KUNINGAN, DjalapaksiNews – Polemik dugaan penggantian Program Makan Bergizi Gratis (MBG) dengan uang tunai di Kabupaten Kuningan kian menyeruak dan menimbulkan tanda tanya besar atas integritas pelaksanaannya. Berdasarkan temuan di lapangan, sejumlah orang tua siswa di Kecamatan Lebakwangi mengungkapkan bahwa pada peluncuran MBG, Senin (29/9/2025), terdapat kekurangan paket makanan yang disuplai oleh pihak dapur penyedia Satuan Pelayanan Pemenuhan Gizi (SPPG). Akibatnya, sekitar 70 paket makanan diganti dengan uang tunai sebesar Rp8.000 per anak.
“Anak saya termasuk yang tidak dapat paket waktu itu. Katanya paketnya kurang, jadi diganti uang delapan ribu,” ungkap salah satu wali murid kepada KuninganSatu.com yang enggan disebutkan namanya.
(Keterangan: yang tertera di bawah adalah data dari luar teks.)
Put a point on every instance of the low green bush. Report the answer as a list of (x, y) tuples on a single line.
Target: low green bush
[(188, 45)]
Beberapa orang tua lain juga membenarkan bahwa mereka menerima pemberitahuan langsung dari pihak sekolah mengenai penggantian tersebut, dengan alasan jumlah makanan yang dikirim tidak sesuai dengan jumlah penerima manfaat.
Ketua Satgas MBG Kabupaten Kuningan, Dr. Wahyu Hidayah, M.Si, menegaskan bahwa program MBG tidak boleh diganti dalam bentuk uang tunai. “Program MBG merupakan intervensi pemerintah dalam pemenuhan gizi masyarakat. Sesuai ketentuan yang berlaku, bantuan disalurkan dalam bentuk pangan bergizi siap konsumsi, bukan uang,” tegasnya, Selasa (7/10/2025). Wahyu memastikan pihaknya akan melakukan verifikasi dan evaluasi lapangan untuk menelusuri kebenaran laporan tersebut. Menurutnya, program MBG bukan sekadar bantuan sosial, tetapi instrumen negara dalam peningkatan gizi anak-anak penerima manfaat. Karena itu, seluruh pelaksana program, baik sekolah maupun dapur penyedia, diingatkan agar tidak mengambil keputusan sepihak yang bertentangan dengan aturan.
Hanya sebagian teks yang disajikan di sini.